اٰنْ كِه اَزْ حَقْ دُرُسْــتِي دَارَدْ طَمَعْ        دَرْ مَحَبّتْ كَاذِبَشْ دَانْ بِي وَرَعْ

“Vera’ duygusundan Allah korkusu peydâ olur, vera’sız kimse ise kıyamette rüsva olur. Kim ki vera’ çizgisinde istikametini buldu, onun duruşu da kalkışı da hareketi de sükûnu da Allah için oldu. Bir kimse ki, Hak dostluğunu umar, eğer vera’ yoksa, o kimse muhabbet iddiasında yalancıdır.”
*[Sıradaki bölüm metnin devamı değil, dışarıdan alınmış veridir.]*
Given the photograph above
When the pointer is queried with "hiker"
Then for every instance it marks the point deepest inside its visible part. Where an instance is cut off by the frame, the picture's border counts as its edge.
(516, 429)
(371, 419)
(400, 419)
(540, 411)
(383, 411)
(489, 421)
Vera’, zâhir ve bâtın buudlarıyla yerine getirilmesi kulluk borcu umumî bir ameldir. Vera’ yolcusu, takva ile ulaşılan zirvelerde dolaşırken, bir taraftan zâhiriyle, emr u nehiylerin azat kabul etmez kölesi olarak hayatını onlarla örgüler.. ve “Allah için işler, Allah için başlar”,[4] Allah için oturur, Allah için kalkar. Allah için yer, Allah için içer, “lillâh, livechillâh dairesinde hareket eder”,[5] diğer taraftan da bâtınını “Hazîratü’l-Kuds”ün izdüşümü hâline getirerek, kalbindeki “Kenz-i Mahfî” ile halvet olur ve bütün bütün ağyâra kapanır. Yani O’na götürmeyen düşüncelerden uzaklaşır.. O’nu hatırlatmayan görüntülere sırtını döner, O’nu söylemeyen beyanlara –onlara beyan denecekse– kulaklarını tıkar ve O’nun kıymetler listesine girmeyen şeylerden de elini-eteğini çeker.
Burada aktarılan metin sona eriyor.